Jordan melangkah maju, menatap semua yang hadir.
“Aku bukan pewaris keluarga besar mana pun lagi. Tapi aku berdiri di sini sebagai pemilik dan pendiri Elray Dynamics Corp perusahaan yang kita bangun bukan dengan nama besar, tapi dengan kerja keras, kepercayaan, dan mimpi yang sama.”
Tak ada tepuk tangan heboh. Hanya keheningan yang dalam dihiasi tatapan hormat.
Bahkan beberapa orang menunduk dengan mata berkaca-kaca. Mereka tahu orang ini bukan pemilik biasa.

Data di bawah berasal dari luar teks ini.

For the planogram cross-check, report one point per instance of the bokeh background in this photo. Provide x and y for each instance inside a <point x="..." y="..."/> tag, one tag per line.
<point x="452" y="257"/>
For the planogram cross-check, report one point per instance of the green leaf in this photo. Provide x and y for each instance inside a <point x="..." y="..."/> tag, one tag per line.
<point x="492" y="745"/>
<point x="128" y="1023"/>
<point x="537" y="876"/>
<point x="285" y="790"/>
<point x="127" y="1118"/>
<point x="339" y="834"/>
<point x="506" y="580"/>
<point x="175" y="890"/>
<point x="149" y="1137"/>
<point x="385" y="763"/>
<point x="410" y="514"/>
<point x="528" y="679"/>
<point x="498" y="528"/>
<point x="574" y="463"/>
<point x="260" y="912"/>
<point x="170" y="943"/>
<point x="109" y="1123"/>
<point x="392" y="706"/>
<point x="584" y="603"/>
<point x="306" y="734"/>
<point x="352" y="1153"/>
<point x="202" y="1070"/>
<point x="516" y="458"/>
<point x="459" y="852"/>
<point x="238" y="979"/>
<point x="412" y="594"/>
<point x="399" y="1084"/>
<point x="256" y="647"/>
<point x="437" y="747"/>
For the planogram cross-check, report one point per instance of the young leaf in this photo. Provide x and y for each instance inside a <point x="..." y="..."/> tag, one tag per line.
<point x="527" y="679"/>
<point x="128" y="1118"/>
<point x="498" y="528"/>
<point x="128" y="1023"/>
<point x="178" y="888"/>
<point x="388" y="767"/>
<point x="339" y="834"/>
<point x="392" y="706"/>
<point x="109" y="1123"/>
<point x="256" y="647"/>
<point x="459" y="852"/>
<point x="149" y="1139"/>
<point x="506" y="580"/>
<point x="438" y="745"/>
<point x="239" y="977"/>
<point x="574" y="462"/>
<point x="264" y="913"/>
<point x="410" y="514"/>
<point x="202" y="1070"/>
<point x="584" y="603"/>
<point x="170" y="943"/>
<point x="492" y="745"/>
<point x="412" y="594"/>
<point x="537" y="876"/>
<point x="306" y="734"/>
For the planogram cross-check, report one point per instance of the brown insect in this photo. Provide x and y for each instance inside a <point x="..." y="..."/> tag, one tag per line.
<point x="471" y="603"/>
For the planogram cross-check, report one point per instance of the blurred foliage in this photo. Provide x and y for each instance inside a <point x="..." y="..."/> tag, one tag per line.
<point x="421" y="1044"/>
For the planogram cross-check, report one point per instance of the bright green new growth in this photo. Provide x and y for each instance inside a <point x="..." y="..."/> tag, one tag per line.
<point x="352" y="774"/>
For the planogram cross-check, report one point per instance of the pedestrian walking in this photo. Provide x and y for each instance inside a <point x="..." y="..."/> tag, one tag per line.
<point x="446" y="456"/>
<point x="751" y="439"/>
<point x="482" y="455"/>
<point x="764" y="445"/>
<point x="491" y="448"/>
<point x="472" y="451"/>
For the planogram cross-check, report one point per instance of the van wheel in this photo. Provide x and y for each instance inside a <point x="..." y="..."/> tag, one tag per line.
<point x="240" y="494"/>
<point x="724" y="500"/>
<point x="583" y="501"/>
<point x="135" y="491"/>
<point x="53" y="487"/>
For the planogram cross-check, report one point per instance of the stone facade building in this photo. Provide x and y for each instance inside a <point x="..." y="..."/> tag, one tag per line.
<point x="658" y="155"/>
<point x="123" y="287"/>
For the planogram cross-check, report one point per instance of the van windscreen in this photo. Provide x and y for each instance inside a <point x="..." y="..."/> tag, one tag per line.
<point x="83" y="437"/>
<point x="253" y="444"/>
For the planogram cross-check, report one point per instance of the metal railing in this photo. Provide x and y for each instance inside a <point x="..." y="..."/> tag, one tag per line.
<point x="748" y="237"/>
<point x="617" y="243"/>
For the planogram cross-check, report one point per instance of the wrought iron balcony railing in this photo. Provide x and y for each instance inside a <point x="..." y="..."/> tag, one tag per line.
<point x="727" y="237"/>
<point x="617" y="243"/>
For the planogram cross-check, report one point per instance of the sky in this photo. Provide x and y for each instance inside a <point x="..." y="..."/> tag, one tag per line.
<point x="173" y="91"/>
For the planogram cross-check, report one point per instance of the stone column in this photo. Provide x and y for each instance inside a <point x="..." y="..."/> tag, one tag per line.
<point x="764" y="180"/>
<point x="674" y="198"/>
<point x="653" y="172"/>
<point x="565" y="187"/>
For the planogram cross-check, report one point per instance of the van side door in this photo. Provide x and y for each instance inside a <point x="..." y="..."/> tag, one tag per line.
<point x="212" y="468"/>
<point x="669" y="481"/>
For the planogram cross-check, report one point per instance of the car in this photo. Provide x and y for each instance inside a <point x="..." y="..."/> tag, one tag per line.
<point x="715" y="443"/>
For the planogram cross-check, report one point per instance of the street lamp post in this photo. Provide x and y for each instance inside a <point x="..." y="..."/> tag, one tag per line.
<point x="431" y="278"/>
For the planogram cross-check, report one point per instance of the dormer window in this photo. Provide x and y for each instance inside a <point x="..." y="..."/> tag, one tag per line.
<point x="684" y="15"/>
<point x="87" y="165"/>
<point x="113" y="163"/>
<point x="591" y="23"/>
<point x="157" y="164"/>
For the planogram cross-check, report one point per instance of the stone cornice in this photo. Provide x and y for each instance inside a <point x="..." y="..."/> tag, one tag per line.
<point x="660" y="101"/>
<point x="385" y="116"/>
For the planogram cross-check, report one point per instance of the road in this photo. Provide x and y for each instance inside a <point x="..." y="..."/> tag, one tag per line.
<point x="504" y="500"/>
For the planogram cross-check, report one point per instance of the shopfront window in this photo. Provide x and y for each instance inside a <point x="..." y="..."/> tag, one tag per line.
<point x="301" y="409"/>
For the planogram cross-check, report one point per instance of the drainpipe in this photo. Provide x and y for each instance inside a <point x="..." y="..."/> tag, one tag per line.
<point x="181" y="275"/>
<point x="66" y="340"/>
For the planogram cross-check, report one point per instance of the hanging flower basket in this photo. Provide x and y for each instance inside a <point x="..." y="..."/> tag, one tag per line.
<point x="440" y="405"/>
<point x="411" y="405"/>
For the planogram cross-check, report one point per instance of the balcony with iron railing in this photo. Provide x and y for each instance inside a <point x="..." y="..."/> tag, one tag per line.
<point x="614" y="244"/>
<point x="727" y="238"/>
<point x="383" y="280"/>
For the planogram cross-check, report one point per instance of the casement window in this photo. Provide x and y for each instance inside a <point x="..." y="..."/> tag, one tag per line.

Ia pernah jatuh, dibuang, dilupakan. Tapi kembali dengan kepala tegak.
Dan hari itu menjadi awal baru bagi Elray Dynamics. Bukan hanya sebagai perusahaan otomotif inovatif sebagai simbol bahwa kekuatan sejati bukan dari nama keluarga, tapi dari keberanian membangun sesuatu dalam diam.